He stayed as long as visiting hours permitted, watching his younger self, and admiring Donald, to whom he owed everything – so he reflected, while admitting that probably Donald never thought of him at all. But as James left, Donald did give him books and pamphlets.
The Battle of Britain began, Churchill made his stirring speeches, but things were not much improved in the camps of the West Country: the fighting was going on in the skies further over towards Europe. James could have gone into the airforce. Why hadn’t he? It was because his father had been a soldier, and it hadn’t occurred to him. If it had, he would probably be dead by now, or would be soon. Those fliers in the RAF were his age. By now he would have bought it over the sea, and been lost in the drink; he might have pranged over land and burned in a pyre of flesh and Spitfire. The RAF slang was now pervading language: a form of homage to dead heroes.
Because his father had been a soldier, he had become one. Because his father had not been an officer, he had refused to go to Andover to take the War Office Selection Board examination to find out if he was officer material. He had not wanted to leave his platoon, his mates, particularly Paul. It occurred to him that he must have been lonely, to feel that if he left his platoon he would be leaving his family.
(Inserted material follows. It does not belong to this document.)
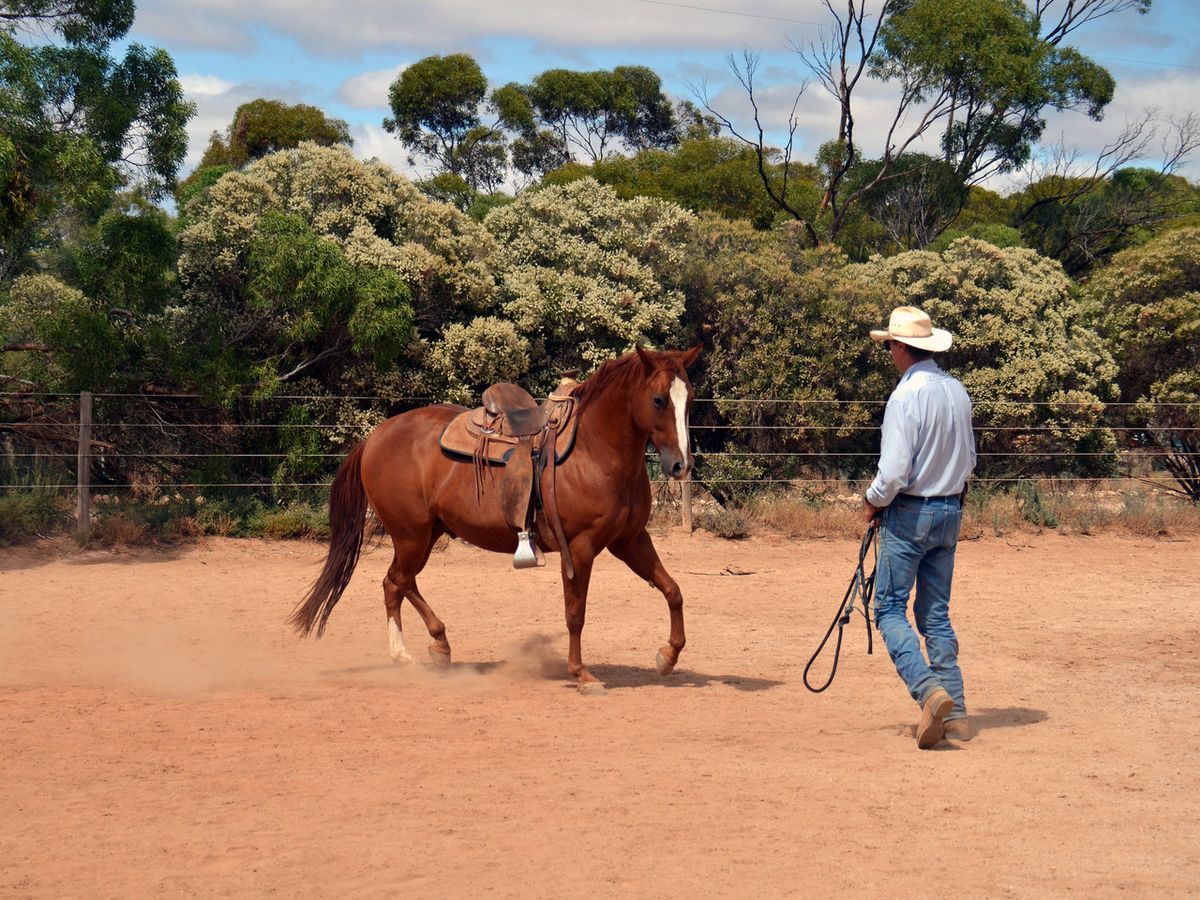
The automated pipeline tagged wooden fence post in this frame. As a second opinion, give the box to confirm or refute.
[76,391,91,544]
[679,476,692,534]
James’s company, much changed from since before Dunkirk, heard a rumour they were to be sent off out of Britain into action, and home leave was announced and then cancelled. Instead of North Africa – not that they knew then North Africa was where the fighting was to be – they were despatched to a camp in Northumberland. The trouble was, too many men had been called up. Not knowing how the war was going to shape ‘They’ had overdone it. Hundreds of thousands of young men were in camps ready for action. The sergeants and corporals shouted that they didn’t know their luck: they could have been sent down coal mines. Would they have liked that better, perhaps? Had they fancied a career at the coalface? Well, then, count your blessings. Boredom. They were so bored that some believed they were ill. Boredom in some undefined and undiagnosed way undermines, slows minds, and skews thinking. Rumours, even the most stupid, flourish like newly evolved viruses.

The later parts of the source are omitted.